Surrounded by the Sea of Mist, Drenth was a mega-city unlike any other. One of the few great cities to rise from the ashes of the Fall of Eminence. Protected by the searing desert that bordered the southeastern coastline of the Drakewing Deep, Drenth sprawled. Skyward as well as outward, upwards of one thousand feet. Hundreds of thousands called Drenth home.
But that’s not what made Drenth stand out from the other mega-cities. No, it was something else, something far more dangerous. More ominous, foreboding. Far more connected to her past, even if not yet founded.
But as her gaze took in the city and the beast above, she knew it as truth.
A shadow at this hour, the sun still not breaking its horizonal plane, left the city bathed in umbra. Two thousand feet above, twice the height of the tallest complex, it floated. Anchored by four building-wide chains tethered at the corners of the city, the massive links straining in the early morning sandstorm. It hovered over Drenth like a god, held aloft by burning aethecite, the scree of spent fuel twinkling down upon the city like ashen rain.
Gargantua its name.
The massive floating fortress was city blocks in circumference. Rocky at the base as if Zenith had reached down from His heaven and scooped the earth. Dozens of aethecite-powered propellers fanned in a steady circuit, keeping the bulk afloat, the plumage of the fuel a storm of its own. Metal walls grew out of the stone belly, forming an outer shell. Rotating aethecite-cannons pocked the bulb like a pincushion, enough aetheric firepower to demolish cities whole.

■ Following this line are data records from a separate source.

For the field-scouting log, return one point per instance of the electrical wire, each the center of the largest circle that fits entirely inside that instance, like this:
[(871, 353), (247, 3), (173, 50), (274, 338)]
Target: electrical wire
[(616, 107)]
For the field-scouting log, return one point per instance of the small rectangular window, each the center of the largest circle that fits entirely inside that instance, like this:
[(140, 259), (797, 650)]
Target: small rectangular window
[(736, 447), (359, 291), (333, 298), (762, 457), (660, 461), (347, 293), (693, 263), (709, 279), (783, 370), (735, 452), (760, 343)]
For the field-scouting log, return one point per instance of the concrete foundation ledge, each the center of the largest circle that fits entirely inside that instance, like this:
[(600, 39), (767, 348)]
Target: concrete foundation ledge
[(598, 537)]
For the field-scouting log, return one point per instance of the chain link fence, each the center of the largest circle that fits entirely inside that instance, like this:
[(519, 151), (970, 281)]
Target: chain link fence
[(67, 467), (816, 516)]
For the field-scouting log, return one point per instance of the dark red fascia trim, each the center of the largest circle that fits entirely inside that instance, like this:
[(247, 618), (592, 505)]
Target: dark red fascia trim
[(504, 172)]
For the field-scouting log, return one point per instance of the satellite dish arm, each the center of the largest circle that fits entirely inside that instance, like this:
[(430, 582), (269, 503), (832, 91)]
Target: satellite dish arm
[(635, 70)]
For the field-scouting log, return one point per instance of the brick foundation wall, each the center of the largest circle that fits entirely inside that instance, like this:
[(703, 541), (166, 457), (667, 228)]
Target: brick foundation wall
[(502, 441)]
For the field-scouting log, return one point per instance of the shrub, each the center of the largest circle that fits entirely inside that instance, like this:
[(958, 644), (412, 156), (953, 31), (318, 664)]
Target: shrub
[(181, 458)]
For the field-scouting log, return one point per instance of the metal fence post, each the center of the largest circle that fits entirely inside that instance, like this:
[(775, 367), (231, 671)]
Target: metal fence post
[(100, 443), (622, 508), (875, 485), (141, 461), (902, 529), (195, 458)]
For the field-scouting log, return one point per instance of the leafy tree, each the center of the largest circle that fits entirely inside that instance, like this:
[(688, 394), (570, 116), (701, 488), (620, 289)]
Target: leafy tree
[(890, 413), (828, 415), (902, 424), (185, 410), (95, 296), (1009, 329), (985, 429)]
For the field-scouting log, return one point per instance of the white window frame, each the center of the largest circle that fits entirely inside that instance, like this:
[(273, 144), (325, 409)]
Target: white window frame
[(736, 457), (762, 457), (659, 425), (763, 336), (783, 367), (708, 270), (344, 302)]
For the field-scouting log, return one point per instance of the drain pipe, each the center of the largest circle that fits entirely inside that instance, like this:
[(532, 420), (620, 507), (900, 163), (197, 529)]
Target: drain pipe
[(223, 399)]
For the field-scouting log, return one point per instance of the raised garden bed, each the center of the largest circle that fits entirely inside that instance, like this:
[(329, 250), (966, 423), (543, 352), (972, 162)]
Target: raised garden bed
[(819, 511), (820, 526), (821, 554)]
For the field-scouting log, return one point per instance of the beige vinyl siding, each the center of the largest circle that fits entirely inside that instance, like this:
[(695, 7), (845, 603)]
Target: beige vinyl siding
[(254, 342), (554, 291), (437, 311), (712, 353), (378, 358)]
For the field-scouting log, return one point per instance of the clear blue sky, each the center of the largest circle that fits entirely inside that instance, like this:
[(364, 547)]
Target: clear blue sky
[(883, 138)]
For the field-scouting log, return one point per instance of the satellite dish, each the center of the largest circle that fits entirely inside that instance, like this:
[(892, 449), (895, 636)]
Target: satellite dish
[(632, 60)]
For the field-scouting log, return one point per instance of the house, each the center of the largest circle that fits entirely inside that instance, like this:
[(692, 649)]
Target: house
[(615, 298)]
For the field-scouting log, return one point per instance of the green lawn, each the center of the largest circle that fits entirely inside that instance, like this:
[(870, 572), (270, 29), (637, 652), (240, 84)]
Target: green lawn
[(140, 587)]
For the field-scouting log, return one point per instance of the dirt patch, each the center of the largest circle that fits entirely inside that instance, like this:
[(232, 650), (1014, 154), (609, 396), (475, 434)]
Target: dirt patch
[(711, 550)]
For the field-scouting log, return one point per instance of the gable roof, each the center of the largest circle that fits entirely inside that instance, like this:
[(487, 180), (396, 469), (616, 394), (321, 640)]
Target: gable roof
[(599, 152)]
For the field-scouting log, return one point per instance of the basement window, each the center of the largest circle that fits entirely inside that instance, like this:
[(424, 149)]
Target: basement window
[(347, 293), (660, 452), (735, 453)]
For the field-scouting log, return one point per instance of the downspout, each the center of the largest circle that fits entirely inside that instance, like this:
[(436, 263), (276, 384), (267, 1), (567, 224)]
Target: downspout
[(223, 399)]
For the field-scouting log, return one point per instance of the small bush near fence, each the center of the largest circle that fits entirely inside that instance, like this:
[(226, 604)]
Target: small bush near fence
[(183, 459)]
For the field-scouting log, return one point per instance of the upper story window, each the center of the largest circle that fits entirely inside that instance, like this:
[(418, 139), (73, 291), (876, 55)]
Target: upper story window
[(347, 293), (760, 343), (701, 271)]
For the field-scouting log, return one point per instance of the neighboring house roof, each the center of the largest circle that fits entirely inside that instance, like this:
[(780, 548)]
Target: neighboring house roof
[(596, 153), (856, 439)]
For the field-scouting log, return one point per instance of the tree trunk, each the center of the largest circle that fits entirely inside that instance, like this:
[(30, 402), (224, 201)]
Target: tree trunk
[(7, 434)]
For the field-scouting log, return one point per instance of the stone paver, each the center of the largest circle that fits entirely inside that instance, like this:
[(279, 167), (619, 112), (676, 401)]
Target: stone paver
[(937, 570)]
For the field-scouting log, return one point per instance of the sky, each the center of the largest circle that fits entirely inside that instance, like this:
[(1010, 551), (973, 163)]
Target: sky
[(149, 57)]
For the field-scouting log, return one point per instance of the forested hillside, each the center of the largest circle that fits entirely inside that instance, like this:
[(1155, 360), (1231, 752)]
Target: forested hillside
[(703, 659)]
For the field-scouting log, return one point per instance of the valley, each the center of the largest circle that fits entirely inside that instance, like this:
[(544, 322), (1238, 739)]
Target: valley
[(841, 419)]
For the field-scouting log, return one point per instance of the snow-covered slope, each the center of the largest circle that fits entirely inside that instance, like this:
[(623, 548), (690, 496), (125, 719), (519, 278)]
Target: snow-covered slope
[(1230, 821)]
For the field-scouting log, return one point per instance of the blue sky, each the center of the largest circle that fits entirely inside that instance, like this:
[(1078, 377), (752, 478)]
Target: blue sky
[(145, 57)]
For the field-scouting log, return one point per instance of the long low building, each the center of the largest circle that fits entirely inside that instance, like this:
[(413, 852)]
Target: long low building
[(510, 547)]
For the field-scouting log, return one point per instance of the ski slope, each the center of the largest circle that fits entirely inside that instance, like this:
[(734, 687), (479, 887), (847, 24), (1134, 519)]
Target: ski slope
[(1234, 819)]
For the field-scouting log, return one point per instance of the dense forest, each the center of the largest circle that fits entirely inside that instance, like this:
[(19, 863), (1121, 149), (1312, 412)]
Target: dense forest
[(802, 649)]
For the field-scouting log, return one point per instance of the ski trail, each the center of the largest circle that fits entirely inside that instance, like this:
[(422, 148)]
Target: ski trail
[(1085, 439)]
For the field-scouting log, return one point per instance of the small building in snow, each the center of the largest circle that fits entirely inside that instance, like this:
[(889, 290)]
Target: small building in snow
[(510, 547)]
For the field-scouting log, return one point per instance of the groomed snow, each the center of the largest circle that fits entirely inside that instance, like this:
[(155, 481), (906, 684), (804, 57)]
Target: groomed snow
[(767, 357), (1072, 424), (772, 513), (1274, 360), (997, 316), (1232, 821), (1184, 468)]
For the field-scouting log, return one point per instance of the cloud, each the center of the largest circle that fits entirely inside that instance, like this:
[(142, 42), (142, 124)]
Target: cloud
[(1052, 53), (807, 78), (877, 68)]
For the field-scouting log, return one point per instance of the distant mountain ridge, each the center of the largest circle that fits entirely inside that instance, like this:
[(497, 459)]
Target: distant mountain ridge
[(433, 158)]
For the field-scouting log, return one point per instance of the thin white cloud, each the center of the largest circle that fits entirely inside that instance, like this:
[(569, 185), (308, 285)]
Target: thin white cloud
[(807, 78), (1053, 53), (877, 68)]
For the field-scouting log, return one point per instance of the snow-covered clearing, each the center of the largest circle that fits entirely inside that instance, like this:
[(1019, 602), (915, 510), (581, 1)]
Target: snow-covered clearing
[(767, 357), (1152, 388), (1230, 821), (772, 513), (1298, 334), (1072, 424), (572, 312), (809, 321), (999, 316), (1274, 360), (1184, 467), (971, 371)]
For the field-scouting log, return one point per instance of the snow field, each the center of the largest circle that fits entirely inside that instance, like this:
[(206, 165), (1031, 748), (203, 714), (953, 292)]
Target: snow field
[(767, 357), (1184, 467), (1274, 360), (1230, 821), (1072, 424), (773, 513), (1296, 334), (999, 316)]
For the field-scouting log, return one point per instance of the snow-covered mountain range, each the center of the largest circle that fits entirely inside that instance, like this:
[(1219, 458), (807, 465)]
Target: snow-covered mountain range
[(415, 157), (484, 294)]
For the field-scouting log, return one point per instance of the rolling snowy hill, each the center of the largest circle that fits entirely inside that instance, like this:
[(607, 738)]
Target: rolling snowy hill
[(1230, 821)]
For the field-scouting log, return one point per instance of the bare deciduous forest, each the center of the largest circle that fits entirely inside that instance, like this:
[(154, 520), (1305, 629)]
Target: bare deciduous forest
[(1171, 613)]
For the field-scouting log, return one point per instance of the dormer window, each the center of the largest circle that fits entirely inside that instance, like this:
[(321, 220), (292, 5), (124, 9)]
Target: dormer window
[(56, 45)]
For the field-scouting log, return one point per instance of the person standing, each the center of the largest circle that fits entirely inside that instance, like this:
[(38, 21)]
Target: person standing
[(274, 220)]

The Fallen’s greatest achievement, his most deadly of weapons. And the harbinger of the orphan’s current condition. For she wasn’t the only one to be torn from family and home by the Fallen and his war against the Pentax Gods.
“Think any ev’r tried to ride ‘un before?”
The girl turned to find a hobgoblin standing next to her at the rail. The ugly voidspawn was all limbs and barely up to her chin. He had short, dark hair that was loosely curled around his pointed ears, and scarce any but wisps atop his gnarled, grey-green skinned skull. He was wiry, with longer arms than his legs, an angular face, and nearly black eyes.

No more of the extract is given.